I met her once. Sort of. I was a scruffy teen living off my waitressing, reading everything I could, and protesting governments from around the world. My peer group was getting useful degrees like engineering or computing. I was auditing classes on poetry, Shakespeare, and Western Intellectual Thought.

 

At the only organic food store a few blocks from University of Toronto, a friend and I were buying a tub of non-homogenized, unsweetened peanut butter when a woman who could have been Margaret Atwood entered. She had Margaret Atwood’s wide-brimmed black hat that partially shielded her face, and for the briefest of seconds, I saw her profile. It could have been her. But this woman in the store was small, even tiny. She barely came up to my armpit and she couldn’t have weighed more than a 100 pounds. My friend and I laughed about how much she looked like Atwood except for her height, haha haha ha. I don’t how we knew this but everybody, I mean absolutely everybody knew Atwood was a tall imposing figure of womankind, someone large enough to leave a large impression.

 

As we were paying, the lady with the wide-brimmed hat stood beside us. Briefly, awkwardly because of the hat, our eyes met. Her lips lifted in a smile. And I knew I was looking at Margaret Atwood. I also knew she’d overheard every word we’d said about her puny stature.

 

Mortified, I fled. 

 

Now I feel sorry for that teen and her toe-curling shame. The pathetic failure of my imagination. The unconscious imbibing of patriarchal values that power meant strength. The immaturity.

 

Now I’m impressed with Atwood’s sense of humour, the perfect timing of that one knowing smile. She couldn’t bear not to tease me, but it could have been so much worse.

 

I’m also impressed at how well she rocked that hat. The stylist tilt of it, the private, yet subtle disclosure it granted. The control. Her control.

 

Equally, she knew hats could be used against women. She understood how a hat could be a mechanism of controlling what women could see and how women could be seen. In her book, The Handmaid’s Tale, there are repeated statements that Offred couldn’t figure out whether or not Ofglen was part of the resistance or deeply committed to the status quo. Unable to talk face-to-face or even meet each other’s eyes, their communication was so truncated as to be pointless. Supposedly, only 7% of our communication is verbal. The rest, from stance to tone of voice to facial expression, is purely non-verbal. Take away women’s ability to see each other, and they become inarticulate. You want freedom? Then you must see and be seen.  

 

Add to that is the hat’s overt announcement of a person’s status. Baseball caps, married Amish women wearing white caps, to the flat cap of the English working class, what you wear on your head says something about you. In the case of the Handmaids, everyone in Gilead knew what was appropriate behavior. If the women had turned to face each other, anyone could have reported them for their non-female, unnatural behavior.

 

A hat. So simple. But such an effective tool of oppression. 

 

Apparently, Atwood took the inspiration for the white bonnet with its “wings” from the picture on the front of the Old Dutch Cleanser bottle. When she was a child, it frightened her. We also had Old Dutch Cleanser in our house. I recognize the label. It didn’t frighten me then (see above about lacking imagination) but looking at the label now, I can see why a child would find it scary.

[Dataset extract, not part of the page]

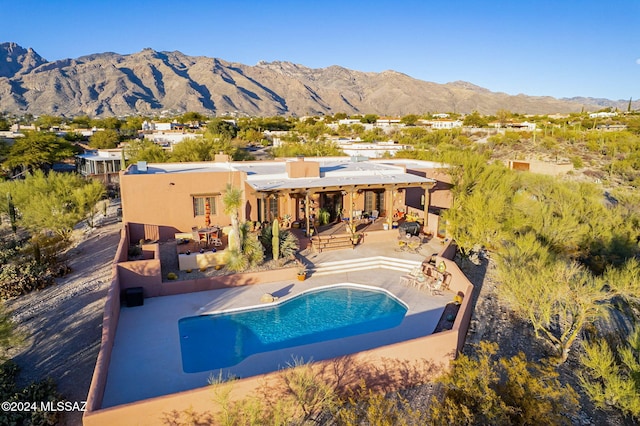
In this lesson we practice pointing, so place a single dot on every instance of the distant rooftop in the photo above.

It didn't scare me. So either I have the courage of a lion or limited imagination. 

When Atwood wrote The Handmaid’s Tale she went everywhere with a file folder overflowing with clippings about the oppression of women. She insisted on the reasonableness of her dystopian future. She wasn’t much believed. Sci fi was sci fi. Good fun, but let’s not take it too seriously. It was like Atwood was suggesting we’d soon all have little portable communication devices, like a phone but small enough to tuck into a bag. You know, like that gadget from Star Trek, the communicator.

I refused to buy a mobile until Nokia produced one that looked like a communicator.

Life imitating art. Here’s another example. On June 22, 2017 the state legislature in Missouri passed a bill permitting an employer to fire a woman if she is taking birth control.

 

You want scary? Skip the Old Dutch Cleanser and try that one on for size.